On Thursday, after months of seed work, the union announced the launch of a housing program, making $2 million in loan assistance available to first-time homebuyers who are covered under Culinary contracts. Half the money comes from casino company contributions and half comes from a state grant.

Under the program, members can get up to $20,000 in down-payment assistance but must first qualify for a mortgage, contribute 1 percent of the purchase price and complete an eight-hour homebuyer education course. Borrowers must repay the down-payment loan when the home is sold or refinanced.

The Culinary says the program, modeled on the state's own first-time homebuyer program, could help stabilize the Las Vegas housing market, estimating it will leverage as much as $80 million in new mortgage lending. Nevada has had the highest foreclosure rate in the nation for the past 20 months.

"This is exactly the medicine our ailing housing market needs," Assembly Speaker Barbara Buckley, who advanced the state matching grant in the last legislative session, said in a statement.

The program has a director and will be housed at the nonprofit Nevada Partners in North Las Vegas.

MGM Mirage, the state's largest private employer, had tried to address the union's worries about homeownership last year, planning a community of affordable single-family homes and condominiums for industry workers, retail and a casino on a 166-acre site in Jean. The residents would have been able to take company shuttle buses to work in Las Vegas. But the plan fell through when the real estate market collapsed.

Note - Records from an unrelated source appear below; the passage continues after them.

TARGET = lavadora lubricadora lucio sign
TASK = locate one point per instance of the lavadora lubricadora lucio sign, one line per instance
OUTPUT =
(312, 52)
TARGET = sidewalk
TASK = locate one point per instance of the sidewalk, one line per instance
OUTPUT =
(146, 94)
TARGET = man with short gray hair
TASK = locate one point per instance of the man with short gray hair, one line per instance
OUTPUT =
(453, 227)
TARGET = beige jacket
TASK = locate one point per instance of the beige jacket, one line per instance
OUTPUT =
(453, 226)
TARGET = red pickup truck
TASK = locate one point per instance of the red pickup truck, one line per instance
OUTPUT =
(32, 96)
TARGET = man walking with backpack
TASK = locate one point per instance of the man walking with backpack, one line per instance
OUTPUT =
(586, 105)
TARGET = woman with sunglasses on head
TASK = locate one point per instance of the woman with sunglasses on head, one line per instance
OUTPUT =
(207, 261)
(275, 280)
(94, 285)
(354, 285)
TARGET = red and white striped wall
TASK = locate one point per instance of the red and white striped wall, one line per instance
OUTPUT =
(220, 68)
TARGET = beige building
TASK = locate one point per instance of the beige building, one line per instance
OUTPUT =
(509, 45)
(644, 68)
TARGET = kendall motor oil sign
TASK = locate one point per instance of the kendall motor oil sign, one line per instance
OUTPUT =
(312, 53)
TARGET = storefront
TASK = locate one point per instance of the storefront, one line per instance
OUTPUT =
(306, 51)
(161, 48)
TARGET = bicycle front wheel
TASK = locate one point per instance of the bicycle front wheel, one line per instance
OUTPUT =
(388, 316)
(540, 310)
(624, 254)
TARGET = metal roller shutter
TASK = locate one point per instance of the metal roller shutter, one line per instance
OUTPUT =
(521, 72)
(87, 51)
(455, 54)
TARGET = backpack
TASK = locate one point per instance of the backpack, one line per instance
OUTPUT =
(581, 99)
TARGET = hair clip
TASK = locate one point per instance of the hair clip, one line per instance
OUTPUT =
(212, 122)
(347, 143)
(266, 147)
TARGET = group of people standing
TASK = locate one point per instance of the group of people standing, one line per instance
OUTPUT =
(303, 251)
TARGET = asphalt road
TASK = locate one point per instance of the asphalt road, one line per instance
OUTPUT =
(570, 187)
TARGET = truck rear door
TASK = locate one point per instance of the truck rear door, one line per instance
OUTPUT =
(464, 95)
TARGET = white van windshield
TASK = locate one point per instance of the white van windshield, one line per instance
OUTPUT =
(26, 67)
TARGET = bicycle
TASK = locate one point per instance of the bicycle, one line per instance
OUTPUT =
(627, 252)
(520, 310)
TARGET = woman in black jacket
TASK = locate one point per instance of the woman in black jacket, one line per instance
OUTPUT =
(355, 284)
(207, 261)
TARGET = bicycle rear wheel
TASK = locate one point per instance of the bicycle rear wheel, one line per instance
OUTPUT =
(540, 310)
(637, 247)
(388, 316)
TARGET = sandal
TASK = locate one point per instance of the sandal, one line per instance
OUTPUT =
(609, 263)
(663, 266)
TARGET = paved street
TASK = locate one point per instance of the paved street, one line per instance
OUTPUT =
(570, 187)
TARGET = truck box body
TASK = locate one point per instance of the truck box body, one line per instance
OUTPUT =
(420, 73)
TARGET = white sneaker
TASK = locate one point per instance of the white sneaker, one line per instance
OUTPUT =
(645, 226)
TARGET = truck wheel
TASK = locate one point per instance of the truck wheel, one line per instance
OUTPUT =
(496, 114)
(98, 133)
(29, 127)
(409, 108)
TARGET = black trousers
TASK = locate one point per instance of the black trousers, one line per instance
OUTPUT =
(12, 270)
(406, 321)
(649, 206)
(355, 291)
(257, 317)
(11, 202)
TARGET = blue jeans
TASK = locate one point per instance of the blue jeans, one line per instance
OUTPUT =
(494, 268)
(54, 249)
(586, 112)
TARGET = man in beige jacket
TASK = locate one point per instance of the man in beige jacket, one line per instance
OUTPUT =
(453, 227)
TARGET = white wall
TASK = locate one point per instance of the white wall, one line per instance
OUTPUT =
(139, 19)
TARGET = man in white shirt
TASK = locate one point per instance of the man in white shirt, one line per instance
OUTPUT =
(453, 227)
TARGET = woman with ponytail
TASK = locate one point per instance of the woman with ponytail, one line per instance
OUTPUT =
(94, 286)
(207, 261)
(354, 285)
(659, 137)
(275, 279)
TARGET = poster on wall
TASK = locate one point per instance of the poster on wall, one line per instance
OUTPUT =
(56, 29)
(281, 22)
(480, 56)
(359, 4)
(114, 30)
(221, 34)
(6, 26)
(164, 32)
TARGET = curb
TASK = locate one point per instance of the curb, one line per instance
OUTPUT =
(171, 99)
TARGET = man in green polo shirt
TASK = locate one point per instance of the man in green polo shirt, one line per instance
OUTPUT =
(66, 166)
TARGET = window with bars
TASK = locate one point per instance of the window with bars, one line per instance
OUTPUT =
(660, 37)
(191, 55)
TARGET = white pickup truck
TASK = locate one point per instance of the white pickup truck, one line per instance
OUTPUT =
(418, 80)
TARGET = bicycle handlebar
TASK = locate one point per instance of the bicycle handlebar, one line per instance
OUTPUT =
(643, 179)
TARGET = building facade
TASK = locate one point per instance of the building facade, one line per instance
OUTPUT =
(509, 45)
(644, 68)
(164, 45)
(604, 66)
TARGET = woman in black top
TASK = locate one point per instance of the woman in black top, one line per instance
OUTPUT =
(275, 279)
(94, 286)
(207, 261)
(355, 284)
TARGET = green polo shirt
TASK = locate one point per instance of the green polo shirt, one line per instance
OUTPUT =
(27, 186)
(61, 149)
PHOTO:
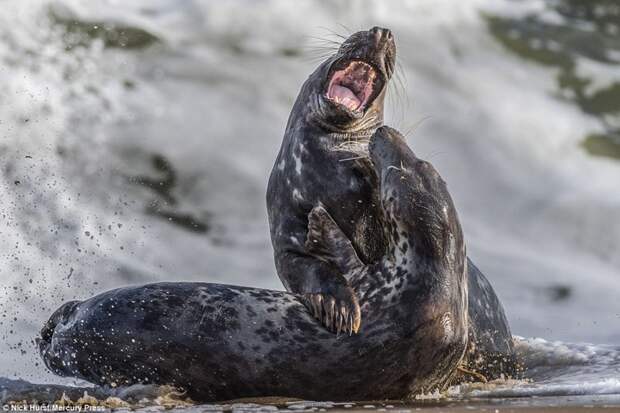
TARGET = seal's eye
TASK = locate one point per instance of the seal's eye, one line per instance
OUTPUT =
(352, 86)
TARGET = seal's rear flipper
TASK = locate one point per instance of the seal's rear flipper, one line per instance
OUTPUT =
(328, 243)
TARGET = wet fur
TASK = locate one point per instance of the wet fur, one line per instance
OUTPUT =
(225, 342)
(324, 159)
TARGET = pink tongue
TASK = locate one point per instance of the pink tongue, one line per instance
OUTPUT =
(344, 96)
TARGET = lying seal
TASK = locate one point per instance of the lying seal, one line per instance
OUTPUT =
(223, 342)
(324, 158)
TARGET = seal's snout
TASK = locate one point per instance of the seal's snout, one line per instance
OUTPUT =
(381, 34)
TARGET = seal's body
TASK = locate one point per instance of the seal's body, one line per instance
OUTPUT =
(224, 342)
(324, 159)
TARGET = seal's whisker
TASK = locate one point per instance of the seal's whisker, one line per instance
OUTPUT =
(353, 158)
(334, 33)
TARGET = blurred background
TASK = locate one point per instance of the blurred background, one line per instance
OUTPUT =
(136, 140)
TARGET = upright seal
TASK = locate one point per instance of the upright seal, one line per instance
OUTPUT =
(324, 159)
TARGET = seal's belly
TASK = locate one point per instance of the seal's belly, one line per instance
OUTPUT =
(355, 206)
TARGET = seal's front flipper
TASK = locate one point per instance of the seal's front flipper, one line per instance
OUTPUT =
(327, 242)
(336, 305)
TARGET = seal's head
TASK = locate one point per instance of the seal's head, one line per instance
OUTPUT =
(346, 92)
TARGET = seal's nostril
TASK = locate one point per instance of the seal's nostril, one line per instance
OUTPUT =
(381, 33)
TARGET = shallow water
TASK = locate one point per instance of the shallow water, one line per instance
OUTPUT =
(136, 139)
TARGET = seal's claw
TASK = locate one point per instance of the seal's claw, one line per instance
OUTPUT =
(338, 313)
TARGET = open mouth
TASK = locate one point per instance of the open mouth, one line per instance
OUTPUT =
(354, 85)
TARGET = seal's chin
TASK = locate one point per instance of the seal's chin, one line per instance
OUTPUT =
(354, 86)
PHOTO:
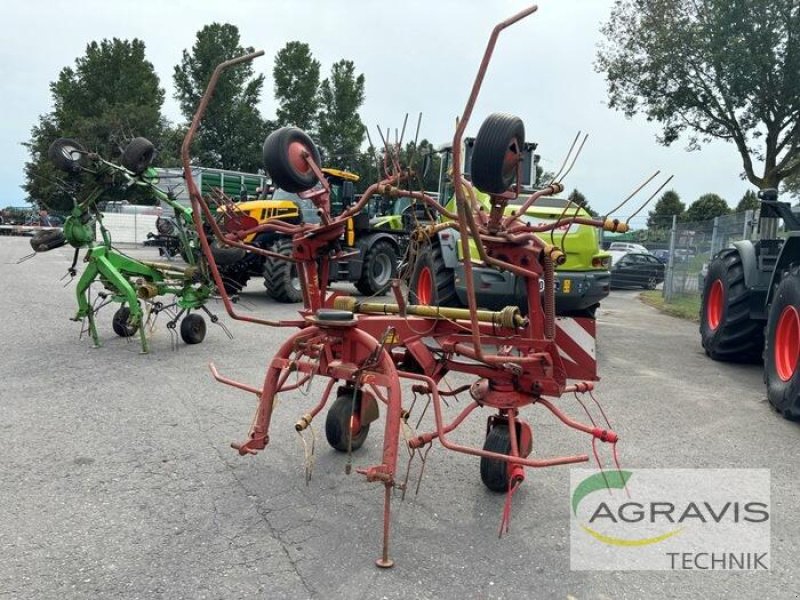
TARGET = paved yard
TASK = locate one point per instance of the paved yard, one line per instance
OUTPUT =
(117, 479)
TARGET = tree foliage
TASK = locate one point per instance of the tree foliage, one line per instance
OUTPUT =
(706, 207)
(111, 95)
(341, 95)
(296, 75)
(748, 202)
(668, 205)
(232, 131)
(716, 69)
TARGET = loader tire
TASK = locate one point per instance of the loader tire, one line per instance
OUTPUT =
(432, 283)
(727, 331)
(281, 277)
(782, 349)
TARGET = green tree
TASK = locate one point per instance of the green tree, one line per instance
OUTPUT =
(748, 202)
(232, 132)
(578, 198)
(341, 130)
(668, 205)
(717, 69)
(111, 95)
(706, 207)
(296, 75)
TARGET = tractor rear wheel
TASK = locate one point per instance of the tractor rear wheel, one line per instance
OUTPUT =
(497, 153)
(378, 270)
(284, 159)
(342, 422)
(494, 473)
(138, 155)
(727, 331)
(782, 350)
(281, 277)
(432, 283)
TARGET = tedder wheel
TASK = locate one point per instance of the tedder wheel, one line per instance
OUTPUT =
(342, 422)
(281, 277)
(497, 152)
(782, 350)
(193, 329)
(380, 267)
(43, 241)
(726, 329)
(66, 154)
(138, 155)
(120, 323)
(494, 473)
(432, 283)
(284, 160)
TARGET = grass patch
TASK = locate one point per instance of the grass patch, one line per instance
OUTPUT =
(684, 307)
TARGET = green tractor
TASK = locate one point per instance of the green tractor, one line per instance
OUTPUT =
(751, 303)
(133, 284)
(437, 273)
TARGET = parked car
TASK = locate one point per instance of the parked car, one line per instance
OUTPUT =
(635, 269)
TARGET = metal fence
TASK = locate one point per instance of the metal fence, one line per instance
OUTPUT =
(693, 245)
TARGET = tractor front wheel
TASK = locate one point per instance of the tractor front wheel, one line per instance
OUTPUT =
(782, 350)
(281, 277)
(378, 270)
(432, 283)
(727, 331)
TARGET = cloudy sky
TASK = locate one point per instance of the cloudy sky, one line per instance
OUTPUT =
(416, 56)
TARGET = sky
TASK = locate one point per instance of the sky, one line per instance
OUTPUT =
(416, 56)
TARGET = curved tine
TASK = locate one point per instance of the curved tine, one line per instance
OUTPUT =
(575, 158)
(633, 193)
(566, 158)
(638, 210)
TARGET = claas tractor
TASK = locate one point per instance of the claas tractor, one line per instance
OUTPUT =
(751, 303)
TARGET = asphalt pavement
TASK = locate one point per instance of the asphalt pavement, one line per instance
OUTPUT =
(117, 479)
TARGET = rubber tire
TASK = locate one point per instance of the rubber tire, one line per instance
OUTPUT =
(193, 329)
(278, 163)
(337, 422)
(138, 155)
(444, 288)
(367, 284)
(494, 473)
(58, 157)
(120, 323)
(43, 241)
(499, 134)
(278, 275)
(738, 338)
(783, 395)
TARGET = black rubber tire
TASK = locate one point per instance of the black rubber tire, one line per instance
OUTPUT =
(138, 155)
(494, 473)
(444, 284)
(120, 323)
(67, 155)
(43, 241)
(279, 275)
(382, 255)
(783, 395)
(193, 329)
(337, 422)
(737, 337)
(498, 149)
(279, 153)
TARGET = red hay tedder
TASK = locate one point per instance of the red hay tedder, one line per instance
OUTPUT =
(368, 349)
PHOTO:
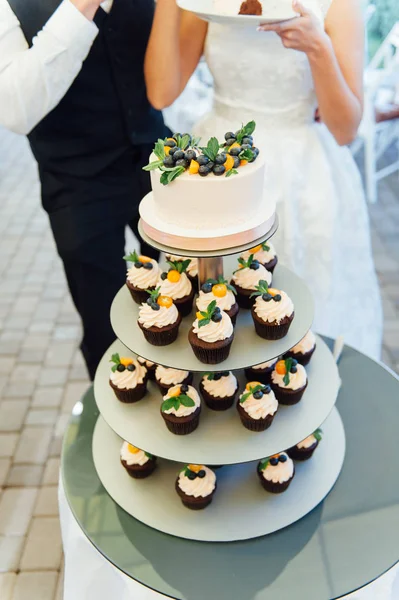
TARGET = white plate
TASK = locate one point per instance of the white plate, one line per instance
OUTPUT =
(205, 9)
(241, 508)
(220, 437)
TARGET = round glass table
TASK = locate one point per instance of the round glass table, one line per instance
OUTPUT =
(342, 545)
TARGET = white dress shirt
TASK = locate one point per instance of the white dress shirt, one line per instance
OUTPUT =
(34, 80)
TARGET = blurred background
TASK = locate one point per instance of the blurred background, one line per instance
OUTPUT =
(42, 374)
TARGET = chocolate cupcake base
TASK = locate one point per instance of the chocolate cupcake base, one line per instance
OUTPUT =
(192, 502)
(182, 425)
(274, 488)
(254, 424)
(129, 396)
(161, 336)
(140, 471)
(273, 330)
(215, 402)
(164, 388)
(210, 354)
(286, 396)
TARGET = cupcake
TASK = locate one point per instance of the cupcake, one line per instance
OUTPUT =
(138, 464)
(224, 294)
(262, 372)
(211, 335)
(304, 450)
(272, 313)
(196, 485)
(181, 408)
(150, 366)
(176, 284)
(289, 381)
(257, 406)
(276, 473)
(219, 389)
(143, 275)
(128, 379)
(192, 269)
(167, 378)
(159, 319)
(303, 351)
(265, 254)
(246, 279)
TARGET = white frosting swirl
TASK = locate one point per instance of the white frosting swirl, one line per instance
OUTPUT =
(133, 458)
(281, 472)
(144, 278)
(170, 376)
(266, 365)
(274, 311)
(213, 332)
(297, 380)
(198, 487)
(260, 409)
(263, 256)
(222, 388)
(157, 318)
(224, 303)
(176, 290)
(127, 380)
(192, 268)
(307, 442)
(249, 278)
(306, 344)
(183, 411)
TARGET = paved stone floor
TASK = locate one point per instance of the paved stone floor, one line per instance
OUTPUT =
(42, 373)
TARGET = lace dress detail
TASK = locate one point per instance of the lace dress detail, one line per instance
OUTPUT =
(324, 229)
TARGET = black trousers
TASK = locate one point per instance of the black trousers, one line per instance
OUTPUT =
(88, 219)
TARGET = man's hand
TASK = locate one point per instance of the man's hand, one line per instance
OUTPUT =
(88, 8)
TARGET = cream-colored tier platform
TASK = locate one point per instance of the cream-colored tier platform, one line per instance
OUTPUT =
(220, 437)
(241, 508)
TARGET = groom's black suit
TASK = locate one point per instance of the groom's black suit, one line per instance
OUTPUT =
(90, 150)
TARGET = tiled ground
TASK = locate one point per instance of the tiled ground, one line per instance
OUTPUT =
(42, 374)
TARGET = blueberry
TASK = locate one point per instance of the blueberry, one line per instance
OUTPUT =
(204, 170)
(168, 161)
(219, 170)
(207, 288)
(217, 317)
(255, 265)
(178, 155)
(221, 158)
(229, 136)
(202, 159)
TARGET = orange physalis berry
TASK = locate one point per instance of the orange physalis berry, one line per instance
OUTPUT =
(165, 301)
(219, 290)
(126, 361)
(229, 164)
(280, 367)
(194, 167)
(133, 449)
(173, 276)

Since then, the economy has taken its toll on casino workers. The union says its members have been hit particularly hard by the subprime mortgage crisis and is looking for ways to help those who were victims of predatory lending. The Culinary estimates that up to 10 percent of its 60,000 members have lost jobs or had their work hours reduced in the economic downturn.

The housing program is a bright spot.

"Our goal is to have people buy homes," Culinary Secretary-Treasurer D. Taylor said. "And if you have the potential, there is no better time to buy" because of falling prices. The median house price is down 32 percent from last year.

Taylor said he expects the fund to grow over time, with gradually increasing employer contributions.

"It's a start. It's the Volkswagen before you get into the Cadillac," he said. "We'll work out the kinks, we'll learn, we'll grow and we'll get better."